Das Land Italien

Das Land Italien

Jul 28

Der Vatikan in ItalienItalien bezeichnet sich selbst als Republik, die der EU angehört. Das stiefelförmige Land wird vom Mittelmeer umschäumt, mit der Hauptstadt Rom. In der Antike prägte sich Italien vor allem durch das römische Reich und Rom galt als Hauptstadt. Insgesamt wird eine Fläche von 300.000 km2 gefasst, mit einer Einwohnerzahl von 60 Millionen Menschen. Pro Quadratkilometer kann man dem 201 Einwohner zu ordnen. Die Staatsform basiert auf eine parlamentarische Republik und die Währung wird in Euro gehandelt. Italien ist Mitglied der EU und profitiert dementsprechend von allen Vorzügen der Europäischen Union.

Das politische System

Seit den Jahren 1946, entwickelte sich in Italien eine parlamentarische Republik. Die Organe sind der Staatspräsident und das Parlament, welches sich separieren lässt. So besteht das Parlament zum einen aus der Abgeordnetenkammer und zum anderen aus dem Senat. Beide Kammern sind gleichberechtigt und es findet alle fünf Jahre eine Neuwahl statt. Lediglich Persönlichkeiten haben die Möglichkeit ihr Leben lang dem Senat dienen zu dürfen. Weiterhin gibt es supranationale Organe, die im engen Zusammenhang mit der EU stehen.
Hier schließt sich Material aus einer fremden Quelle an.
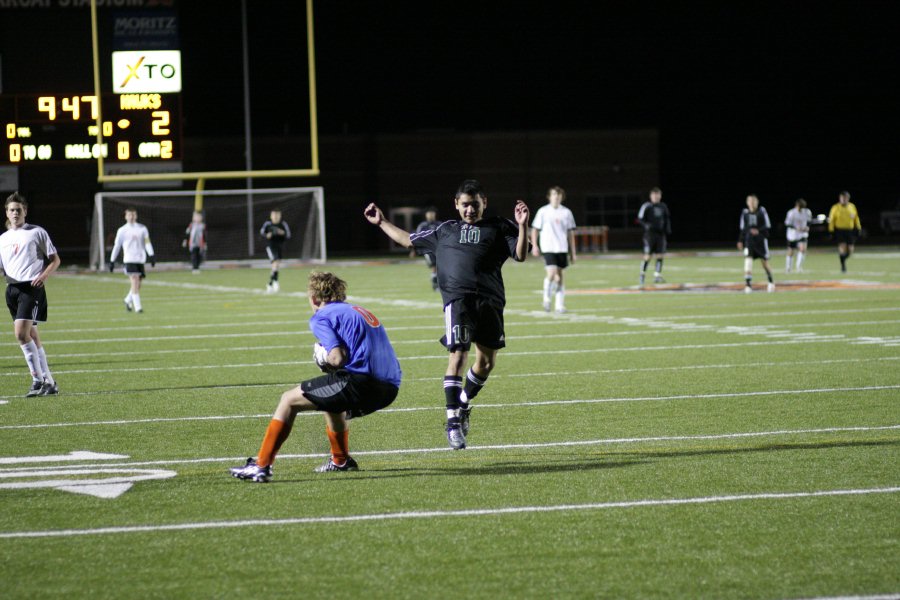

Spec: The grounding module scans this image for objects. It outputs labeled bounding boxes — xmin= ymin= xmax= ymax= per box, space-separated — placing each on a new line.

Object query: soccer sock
xmin=556 ymin=285 xmax=566 ymax=310
xmin=459 ymin=369 xmax=487 ymax=408
xmin=21 ymin=340 xmax=44 ymax=381
xmin=325 ymin=425 xmax=350 ymax=466
xmin=38 ymin=346 xmax=56 ymax=385
xmin=256 ymin=419 xmax=291 ymax=467
xmin=444 ymin=375 xmax=462 ymax=425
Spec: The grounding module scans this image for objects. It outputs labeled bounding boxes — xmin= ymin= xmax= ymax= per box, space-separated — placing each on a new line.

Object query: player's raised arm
xmin=363 ymin=202 xmax=412 ymax=248
xmin=514 ymin=200 xmax=531 ymax=262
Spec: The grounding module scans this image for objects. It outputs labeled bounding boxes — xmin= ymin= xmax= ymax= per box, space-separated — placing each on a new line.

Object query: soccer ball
xmin=313 ymin=342 xmax=331 ymax=373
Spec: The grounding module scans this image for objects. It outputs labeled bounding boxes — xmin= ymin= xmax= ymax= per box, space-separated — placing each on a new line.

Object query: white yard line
xmin=0 ymin=384 xmax=900 ymax=431
xmin=0 ymin=487 xmax=900 ymax=539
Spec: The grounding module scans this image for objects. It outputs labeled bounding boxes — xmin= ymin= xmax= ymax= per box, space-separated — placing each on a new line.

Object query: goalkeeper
xmin=231 ymin=272 xmax=401 ymax=483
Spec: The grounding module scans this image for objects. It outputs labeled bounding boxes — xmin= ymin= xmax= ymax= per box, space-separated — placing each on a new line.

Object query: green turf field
xmin=0 ymin=248 xmax=900 ymax=600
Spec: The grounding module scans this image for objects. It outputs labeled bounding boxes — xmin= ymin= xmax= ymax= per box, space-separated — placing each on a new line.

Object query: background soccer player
xmin=181 ymin=210 xmax=206 ymax=273
xmin=531 ymin=186 xmax=575 ymax=313
xmin=109 ymin=208 xmax=156 ymax=312
xmin=259 ymin=210 xmax=291 ymax=294
xmin=410 ymin=207 xmax=441 ymax=291
xmin=231 ymin=272 xmax=402 ymax=483
xmin=828 ymin=192 xmax=862 ymax=273
xmin=738 ymin=194 xmax=775 ymax=294
xmin=637 ymin=188 xmax=672 ymax=285
xmin=0 ymin=192 xmax=60 ymax=397
xmin=784 ymin=198 xmax=812 ymax=273
xmin=364 ymin=179 xmax=529 ymax=450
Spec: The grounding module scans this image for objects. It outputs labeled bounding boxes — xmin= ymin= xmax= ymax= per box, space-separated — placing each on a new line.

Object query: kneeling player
xmin=231 ymin=273 xmax=401 ymax=483
xmin=738 ymin=194 xmax=775 ymax=294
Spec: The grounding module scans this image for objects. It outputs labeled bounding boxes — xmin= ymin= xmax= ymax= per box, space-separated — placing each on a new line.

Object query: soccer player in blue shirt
xmin=365 ymin=179 xmax=529 ymax=450
xmin=231 ymin=272 xmax=402 ymax=483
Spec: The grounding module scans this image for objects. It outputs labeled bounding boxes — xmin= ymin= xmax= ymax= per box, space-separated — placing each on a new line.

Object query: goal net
xmin=91 ymin=187 xmax=326 ymax=269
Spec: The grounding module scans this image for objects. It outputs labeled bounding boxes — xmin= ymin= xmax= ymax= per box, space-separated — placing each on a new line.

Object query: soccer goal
xmin=91 ymin=187 xmax=327 ymax=269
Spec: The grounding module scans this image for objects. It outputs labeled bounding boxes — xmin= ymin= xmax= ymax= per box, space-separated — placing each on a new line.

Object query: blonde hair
xmin=308 ymin=271 xmax=347 ymax=304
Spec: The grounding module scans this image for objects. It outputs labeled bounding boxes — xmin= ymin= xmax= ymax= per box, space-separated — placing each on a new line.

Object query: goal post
xmin=90 ymin=187 xmax=327 ymax=269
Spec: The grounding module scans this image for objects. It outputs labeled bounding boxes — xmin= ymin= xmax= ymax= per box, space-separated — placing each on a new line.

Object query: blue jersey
xmin=309 ymin=302 xmax=402 ymax=387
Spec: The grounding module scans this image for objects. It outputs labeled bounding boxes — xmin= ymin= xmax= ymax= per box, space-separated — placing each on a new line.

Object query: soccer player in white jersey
xmin=0 ymin=192 xmax=59 ymax=397
xmin=109 ymin=208 xmax=156 ymax=312
xmin=531 ymin=186 xmax=575 ymax=313
xmin=784 ymin=198 xmax=812 ymax=273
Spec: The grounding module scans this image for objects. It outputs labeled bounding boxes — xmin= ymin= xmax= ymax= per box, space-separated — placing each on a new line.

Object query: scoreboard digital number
xmin=0 ymin=94 xmax=181 ymax=166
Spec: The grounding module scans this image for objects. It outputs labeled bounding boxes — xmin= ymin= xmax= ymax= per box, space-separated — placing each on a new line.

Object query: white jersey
xmin=784 ymin=208 xmax=812 ymax=242
xmin=109 ymin=223 xmax=153 ymax=264
xmin=531 ymin=204 xmax=575 ymax=254
xmin=0 ymin=225 xmax=56 ymax=283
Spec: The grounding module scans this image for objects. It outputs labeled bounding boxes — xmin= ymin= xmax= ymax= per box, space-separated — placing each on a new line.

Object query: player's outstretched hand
xmin=363 ymin=202 xmax=384 ymax=225
xmin=515 ymin=200 xmax=531 ymax=225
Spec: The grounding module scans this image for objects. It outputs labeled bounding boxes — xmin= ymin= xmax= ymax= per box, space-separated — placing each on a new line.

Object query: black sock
xmin=444 ymin=375 xmax=462 ymax=424
xmin=460 ymin=369 xmax=487 ymax=404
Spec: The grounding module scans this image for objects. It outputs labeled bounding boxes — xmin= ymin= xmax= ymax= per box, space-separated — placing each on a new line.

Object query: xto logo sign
xmin=113 ymin=50 xmax=181 ymax=94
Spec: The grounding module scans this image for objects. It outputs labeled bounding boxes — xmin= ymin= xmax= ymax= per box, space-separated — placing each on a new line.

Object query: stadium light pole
xmin=241 ymin=0 xmax=256 ymax=258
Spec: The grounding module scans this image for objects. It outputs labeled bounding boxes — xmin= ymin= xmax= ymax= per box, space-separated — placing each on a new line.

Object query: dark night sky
xmin=0 ymin=0 xmax=900 ymax=214
xmin=172 ymin=0 xmax=900 ymax=213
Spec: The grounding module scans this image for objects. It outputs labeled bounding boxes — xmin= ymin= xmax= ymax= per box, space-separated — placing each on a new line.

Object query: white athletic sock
xmin=38 ymin=346 xmax=56 ymax=384
xmin=21 ymin=340 xmax=44 ymax=381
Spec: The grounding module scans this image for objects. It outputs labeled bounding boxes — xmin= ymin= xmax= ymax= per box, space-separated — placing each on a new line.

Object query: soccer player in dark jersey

So erfolgte 1949 der NATO Beitritt und Italien gehört den vereinigten Nationen sowie der Europäischen Union an, was diese Überstaatlichkeit erklärt. Das Militär besteht aus einer Berufsarmee, welche sich in das Heer, Marine und Luftwaffe unterteilen lässt. 180.000 Mitarbeiter dienen dem Militär, wobei rund 110.000 Menschen polizeiliche Dienste übernehmen, die sich in Italien als Carabinieri bezeichnen. Weiterhin sollte man anmerken, dass in den meisten Fällen ehemalige Staatspräsidenten zu Senatoren auf Lebenszeit werden. Politisch lässt sich Italien in 20 verschiedenen Regionen unterteilen und jeder einzelne besitzt eine eigene Regierung. So kann Sardinien unabhängig von Sizilien handeln, wobei es grundlegende Richtlinien gibt, die vom Parlament und vom Präsidenten festgelegt werden.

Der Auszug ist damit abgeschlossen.